AVALANCHE OBSERVATIONS
None Reported
SNOWPACK OBSERVATIONS
 HS: sheltered=30-50cm <8200', 30-70cm>8200' wind-loaded=70-100cm >8500' (see attached pit+photo for example of wind-loaded middle elevation slope) 
 Upper Pack: sheltered=F PP/DF/MF with some stiffer 1F snow a ways below the surface and some crusts on true solars
exposed=mix of stiffer wind affected 1F layers and trapped 4F/F DF 
 Middle Pack: sheltered=degrading crusts and FC
exposed=P hard wind packed layer 
 Lower Pack: sheltered=F FC or DH
exposed=FC/DH, but stronger (1F and 4F) 
AVALANCHE PROBLEM ASSESSMENT
Avalanche Characteristics
Character/Avalanche Problem:
Persistent Slab

Layer/Depth:
12/11 wind-loaded terrain: 40-60cm

Likelihood of Triggering
Sensitivity:
Stubborn

Spatial Distribution:
Specific
Terrain
  Primary Concern Comments: 
 
Avalanche Characteristics
Character/Avalanche Problem:
Persistent Slab

Layer/Depth:
12/11 sheltered terrain: 10-30cm

Likelihood of Triggering
Sensitivity:
Unreactive

Spatial Distribution:
Widespread
Terrain
  Problem 2 Comments: 
STABILITY TESTS
 Stability Test Results: 8800' W aspect, wind-loaded slope with hard slabs above weak layer: ECTPsp 25, 27 @22cm
OBVIOUS SIGNS OF INSTABILITY
 Marked with checkmark if observed:
 Collapsing (isolated) Depth: 30-40cm Length: 5m
 Comments: I stomped on all the drifts and wind-slabs I could find.
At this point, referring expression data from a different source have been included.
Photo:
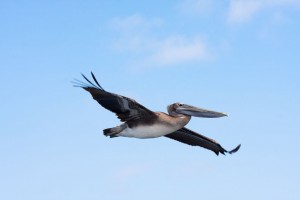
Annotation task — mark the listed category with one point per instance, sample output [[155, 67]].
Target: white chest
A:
[[156, 130]]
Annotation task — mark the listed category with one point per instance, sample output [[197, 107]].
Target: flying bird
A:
[[140, 122]]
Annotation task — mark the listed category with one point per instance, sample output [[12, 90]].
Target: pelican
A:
[[140, 122]]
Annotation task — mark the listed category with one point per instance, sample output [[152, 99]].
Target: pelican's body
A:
[[140, 122], [163, 125]]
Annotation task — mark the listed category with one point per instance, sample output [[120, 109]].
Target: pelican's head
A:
[[176, 109]]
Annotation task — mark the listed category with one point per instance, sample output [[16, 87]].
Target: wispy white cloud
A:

I only got collapses in areas where the slab was thinner (< about 18") and softer (1F and 4F). In areas where a P hard, thicker slab existed, I didn't get any collapsing - it was behaving more like a low probability/high consequence deep persistent problem in these areas.
SNOW STABILITY
 Snow Stability Rating for your observed area: Good Confidence: MODERATE Trend:
 Comments (aspects and elevations of instability, etc): Stability rating applies to middle elevation, wind-loaded slopes. Stability was very good at lower elevations and in sheltered middle elevation terrain.
FILE ATTACHMENTS

181227_HortonPk_pit_8800W_SS.jpg
Pit in wind-loaded site at 8800', W aspect. This was representative of exposed areas near ridges with hard slabs from previous wind events.

181227_HortonPk_pitphotolabeled_8800W_SS.jpg
Photo of ECTPsp,25, failing at interface between basal facets and hard wind slab above.